The first blurb is from Reformed theologian John Frame…the second thought is from me.

Importance.

By John Frame

When we approach God in prayer, we should approach him not only as servants, but also as sinners saved by grace.  We have offended God; we can approach him only in Jesus’ name—only on the basis of his shed blood.

Although God forgives our sins once for all in Christ, we may not forget about sin as we approach God’s presence.  We must remember and honor the sacrifice of Christ as the basis on which we come to God.  And we must admit that we continue to sin every day (1 John 1:8-10).  The sins of Christians are not less grievous to God than those of unbelievers.  If we love Jesus, we too will grieve over our sins…and will regularly admit our sins and ask God’s forgiveness for the sake of Jesus.

Role.

“The Church” is not merely the plural of “Christian”; it is the institution which Christ is using to fashion a Bride for himself.  God’s Spirit, having been gifted to his people to will and to work to his good pleasure (Phil 2), is grieved when any of us in the Church sin.

Two notable examples in the life of Christ’s Bride in which sin was considered an opportunity for public repentance and confession of sin are found in Scripture.  When David sinned with Bathsheba, he penned Psalm 51, thus creating a penitential psalm that was not simply a private song he sang to God; instead, it was a psalm designed to be sung by all of the covenant people of God.  When Paul addressed a sinful sexual relationship in 1 Corinthians 5, he emphasized the impact such sin would have on the community and encouraged the community to own that sin and repent of it, encouraging them to mourn and to purge the wicked from their midst.
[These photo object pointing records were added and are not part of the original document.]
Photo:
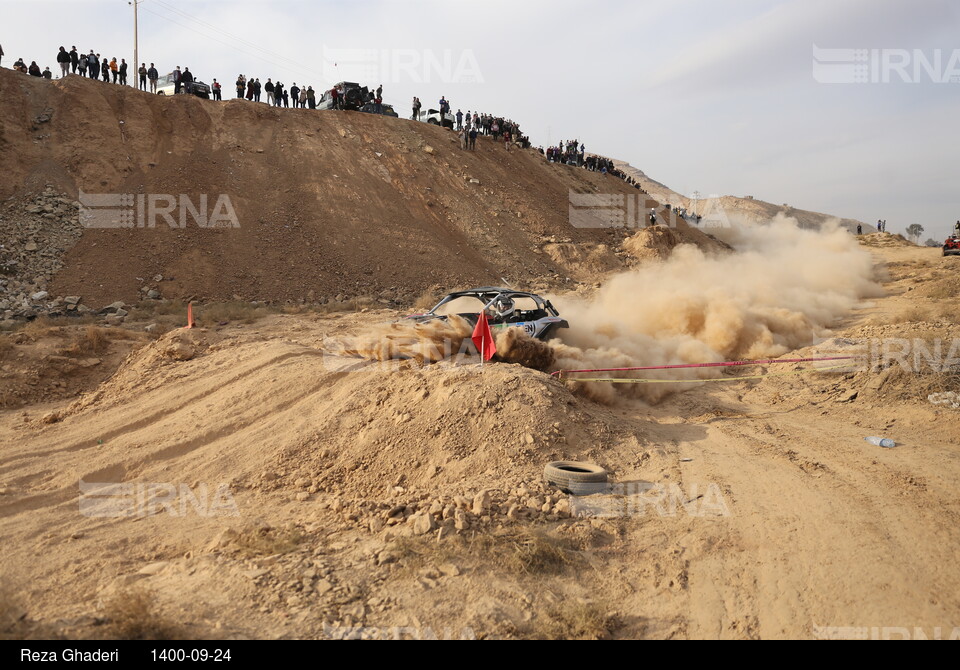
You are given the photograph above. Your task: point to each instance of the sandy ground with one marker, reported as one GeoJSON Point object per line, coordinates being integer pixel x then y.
{"type": "Point", "coordinates": [755, 509]}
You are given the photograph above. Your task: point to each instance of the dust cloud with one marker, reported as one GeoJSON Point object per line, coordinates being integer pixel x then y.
{"type": "Point", "coordinates": [782, 288]}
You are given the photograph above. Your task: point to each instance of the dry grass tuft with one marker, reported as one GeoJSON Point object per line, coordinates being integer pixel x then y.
{"type": "Point", "coordinates": [92, 340]}
{"type": "Point", "coordinates": [575, 620]}
{"type": "Point", "coordinates": [525, 551]}
{"type": "Point", "coordinates": [268, 541]}
{"type": "Point", "coordinates": [132, 614]}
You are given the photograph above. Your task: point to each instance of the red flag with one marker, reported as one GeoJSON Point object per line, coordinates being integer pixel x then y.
{"type": "Point", "coordinates": [483, 338]}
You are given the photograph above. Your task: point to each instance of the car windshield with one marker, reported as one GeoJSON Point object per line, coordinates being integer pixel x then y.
{"type": "Point", "coordinates": [471, 304]}
{"type": "Point", "coordinates": [468, 304]}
When we gather together to hear the Word preached, to sing the Word to ourselves, to witness the baptism of new believers and to partake of Christ’s body and blood, we should also be mindful of the sins that the Body of Christ has committed—the ones of which we are guilty and the ones of which our neighbor is guilty.  Mere awareness of these sins, however, stops short of what Christ would have us do.  The message Christ proclaimed was that of repentance and the forgiveness of sins in Christ.  Apart from an understanding of our sin, there is no sweetness of the Gospel.  By confessing this sin out loud and praying for forgiveness, we prepare our hearts to hear the sweetness of the Gospel in the assurance of pardon which we hear after our confession of sin.